MELBOURNE (Reuters) – ConocoPhillips (COP.N) has agreed to sell its northern Australian business to partner Santos Ltd (STO.AX) for $1.39 billion, in a deal that will hike the Australian group’s output by 25% and boost its position in the global gas market.
FILE PHOTO: Logos of ConocoPhillips are seen in its booth at Gastech, the world’s biggest expo for the gas industry, in Chiba, Japan, April 4, 2017. REUTERS/Toru Hanai/File Photo
The deal, which was not unexpected, marks the second major acquisition by Santos in less than a year, following a sharp turnaround in its fortunes under Managing Director Kevin Gallagher, and pushed its shares up 7% in early trade on Monday.
ConocoPhillips, which has been focusing on its U.S. shale assets, will quit the Darwin LNG plant, which it opened in 2006, and gas fields off northern Australia, but hold on to its stake in the Australia Pacific LNG plant in Queensland state.
“While we believe the Darwin LNG backfill project remains among the lower cost of supply options for new global LNG supply, this transaction allows us to allocate capital to other projects,” ConocoPhillips Chief Operating Officer Matt Fox said in a statement.
The move comes as the Bayu-Undan gas field that feeds Darwin LNG is set to run dry in 2022 and the project’s owners near a decision on which field to develop next to keep the plant open, with Santos aiming to develop the Barossa field.
“The big prize here is pushing forward with development (of Barossa) and setting up the framework to develop other resources in the region over time,” Gallagher told reporters on a conference call.
The deal, set to close in the first quarter of 2020, is expected to boost Santos’ earnings per share by 16% and increase its production by 25% in 2020, the company said.
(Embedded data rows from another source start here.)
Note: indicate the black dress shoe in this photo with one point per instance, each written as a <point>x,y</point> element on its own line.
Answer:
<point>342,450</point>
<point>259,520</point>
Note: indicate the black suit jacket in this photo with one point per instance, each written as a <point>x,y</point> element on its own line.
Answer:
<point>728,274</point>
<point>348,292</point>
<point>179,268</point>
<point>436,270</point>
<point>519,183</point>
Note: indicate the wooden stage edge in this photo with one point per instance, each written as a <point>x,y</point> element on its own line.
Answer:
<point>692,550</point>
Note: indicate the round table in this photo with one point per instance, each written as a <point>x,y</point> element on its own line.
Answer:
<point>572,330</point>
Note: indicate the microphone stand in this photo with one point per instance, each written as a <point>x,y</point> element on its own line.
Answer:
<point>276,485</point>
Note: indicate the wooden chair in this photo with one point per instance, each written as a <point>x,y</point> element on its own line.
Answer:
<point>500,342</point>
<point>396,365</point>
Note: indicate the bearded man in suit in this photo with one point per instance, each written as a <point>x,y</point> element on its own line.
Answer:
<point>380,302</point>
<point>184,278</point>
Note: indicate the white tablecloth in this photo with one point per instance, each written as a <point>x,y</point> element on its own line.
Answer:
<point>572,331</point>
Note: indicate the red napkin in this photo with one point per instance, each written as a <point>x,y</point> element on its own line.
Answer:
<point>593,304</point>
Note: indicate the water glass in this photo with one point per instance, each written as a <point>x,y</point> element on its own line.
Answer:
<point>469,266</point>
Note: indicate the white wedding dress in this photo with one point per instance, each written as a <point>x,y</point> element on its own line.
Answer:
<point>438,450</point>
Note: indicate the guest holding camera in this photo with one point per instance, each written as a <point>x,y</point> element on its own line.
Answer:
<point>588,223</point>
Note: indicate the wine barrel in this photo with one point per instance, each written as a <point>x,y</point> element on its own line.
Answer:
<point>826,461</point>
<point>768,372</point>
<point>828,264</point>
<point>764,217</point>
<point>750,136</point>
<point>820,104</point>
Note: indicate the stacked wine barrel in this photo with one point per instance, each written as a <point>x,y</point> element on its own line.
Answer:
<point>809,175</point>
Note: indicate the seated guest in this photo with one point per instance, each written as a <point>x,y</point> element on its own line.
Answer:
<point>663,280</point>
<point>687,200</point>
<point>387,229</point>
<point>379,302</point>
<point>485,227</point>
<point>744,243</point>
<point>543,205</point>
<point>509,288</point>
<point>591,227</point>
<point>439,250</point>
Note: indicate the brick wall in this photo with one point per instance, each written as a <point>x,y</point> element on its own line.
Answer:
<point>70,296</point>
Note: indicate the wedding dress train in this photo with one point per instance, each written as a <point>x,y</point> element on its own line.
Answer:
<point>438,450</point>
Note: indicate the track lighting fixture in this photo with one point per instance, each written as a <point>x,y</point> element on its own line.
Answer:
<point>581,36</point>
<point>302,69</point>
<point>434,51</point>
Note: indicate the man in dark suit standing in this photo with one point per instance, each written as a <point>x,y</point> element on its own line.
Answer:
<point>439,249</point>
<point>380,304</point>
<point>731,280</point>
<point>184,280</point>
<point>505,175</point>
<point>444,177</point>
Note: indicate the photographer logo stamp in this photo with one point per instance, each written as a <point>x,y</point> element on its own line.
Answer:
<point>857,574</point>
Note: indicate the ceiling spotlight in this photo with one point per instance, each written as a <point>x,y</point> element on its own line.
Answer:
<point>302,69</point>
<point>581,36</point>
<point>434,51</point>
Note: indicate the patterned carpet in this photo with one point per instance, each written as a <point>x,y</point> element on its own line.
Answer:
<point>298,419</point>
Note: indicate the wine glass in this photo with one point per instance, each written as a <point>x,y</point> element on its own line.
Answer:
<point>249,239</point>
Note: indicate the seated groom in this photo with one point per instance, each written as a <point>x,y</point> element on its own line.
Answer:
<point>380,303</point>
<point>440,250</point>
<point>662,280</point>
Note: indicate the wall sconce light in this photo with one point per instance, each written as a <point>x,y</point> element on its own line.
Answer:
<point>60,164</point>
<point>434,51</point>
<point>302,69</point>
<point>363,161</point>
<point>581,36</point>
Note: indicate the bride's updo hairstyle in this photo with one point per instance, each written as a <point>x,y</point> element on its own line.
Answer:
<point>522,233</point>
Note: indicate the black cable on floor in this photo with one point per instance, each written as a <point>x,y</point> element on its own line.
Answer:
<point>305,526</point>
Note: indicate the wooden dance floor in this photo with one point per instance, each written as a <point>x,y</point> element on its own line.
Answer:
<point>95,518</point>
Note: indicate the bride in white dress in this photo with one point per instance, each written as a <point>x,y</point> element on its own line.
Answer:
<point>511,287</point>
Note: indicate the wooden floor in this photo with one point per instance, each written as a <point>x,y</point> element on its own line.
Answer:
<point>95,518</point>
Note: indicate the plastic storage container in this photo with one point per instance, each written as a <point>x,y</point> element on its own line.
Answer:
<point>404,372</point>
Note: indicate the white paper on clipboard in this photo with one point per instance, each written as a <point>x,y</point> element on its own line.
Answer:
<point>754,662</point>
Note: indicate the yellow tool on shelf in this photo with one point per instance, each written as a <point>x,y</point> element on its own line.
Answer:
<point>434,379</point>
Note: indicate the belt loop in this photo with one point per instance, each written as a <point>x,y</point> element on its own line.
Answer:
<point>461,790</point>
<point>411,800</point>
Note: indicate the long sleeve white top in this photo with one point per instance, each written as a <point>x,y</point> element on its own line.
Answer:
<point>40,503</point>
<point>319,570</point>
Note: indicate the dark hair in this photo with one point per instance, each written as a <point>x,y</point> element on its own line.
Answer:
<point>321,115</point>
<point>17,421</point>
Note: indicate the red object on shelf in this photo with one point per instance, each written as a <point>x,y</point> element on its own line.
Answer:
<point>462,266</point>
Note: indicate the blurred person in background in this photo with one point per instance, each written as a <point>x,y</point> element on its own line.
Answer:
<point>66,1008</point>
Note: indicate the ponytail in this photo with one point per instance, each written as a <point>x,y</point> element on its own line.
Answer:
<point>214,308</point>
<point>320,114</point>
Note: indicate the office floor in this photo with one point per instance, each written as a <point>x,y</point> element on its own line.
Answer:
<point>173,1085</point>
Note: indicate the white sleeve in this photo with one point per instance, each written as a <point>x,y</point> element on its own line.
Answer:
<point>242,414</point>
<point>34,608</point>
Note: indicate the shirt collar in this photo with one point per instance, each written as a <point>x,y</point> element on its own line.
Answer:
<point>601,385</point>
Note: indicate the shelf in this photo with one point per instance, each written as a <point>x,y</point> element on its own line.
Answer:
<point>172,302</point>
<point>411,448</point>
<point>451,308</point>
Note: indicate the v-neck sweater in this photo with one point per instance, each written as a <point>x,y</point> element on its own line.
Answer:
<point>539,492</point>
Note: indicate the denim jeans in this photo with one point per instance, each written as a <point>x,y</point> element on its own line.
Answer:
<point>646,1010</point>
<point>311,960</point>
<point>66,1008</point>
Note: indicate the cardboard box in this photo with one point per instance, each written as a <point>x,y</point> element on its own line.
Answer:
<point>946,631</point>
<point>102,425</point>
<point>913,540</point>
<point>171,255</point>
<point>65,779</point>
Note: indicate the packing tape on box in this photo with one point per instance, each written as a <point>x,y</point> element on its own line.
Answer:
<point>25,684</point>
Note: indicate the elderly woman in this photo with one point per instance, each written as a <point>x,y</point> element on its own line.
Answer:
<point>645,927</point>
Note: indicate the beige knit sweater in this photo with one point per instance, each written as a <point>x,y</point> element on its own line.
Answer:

It adds to its stakes in the Gladstone LNG project and PNG LNG in Papua New Guinea.
Santos has agreed to pay a further $75 million if a final investment decision is reached on developing the Barossa field. It plans to fund the whole acquisition out of cash and new debt.
DARWIN STAKE SALE
The deal gives Santos control over the future of Darwin LNG, the second-oldest of Australia’s 10 LNG plants, at a time when it is vying against several LNG projects worldwide to line up gas buyers to extend its life.
“It seems like a good deal. They go from being a small joint venture partner to being the operator,” said Stephen Butel, an analyst at Platypus Asset Management. “It allows them to take control of the situation there.”
Santos will acquire ConocoPhillips’ majority stakes in Darwin LNG and Bayu-Undan, as well as a 37.5% stake in Barossa, but will aim to cut its stakes in Darwin LNG and Barossa to about 40%-50%.
It said it has already reached a preliminary agreement to sell down a 25% stake in Darwin LNG to its Barossa partner SK E&S of South Korea.
It was also in talks with other Darwin LNG partners, which include Japan’s Inpex Corp (1605.T), Italy’s Eni SpA (ENI.MI), Japan’s JERA (9501.T) (9502.T) and Tokyo Gas (9531.T), to sell equity in Barossa and Darwin LNG.
At the same time, Santos said it is aiming to line up contracts for 60%-80% of LNG volumes for more than 10 years before taking a final investment decision on Barossa — the first time it has spelled out a target for contracts.
“It’s very competitive. It’s positioned well. We’re very confident we’ll get it away. And it’s got very robust economics even in this soft market that we find ourselves in today,” Gallagher said.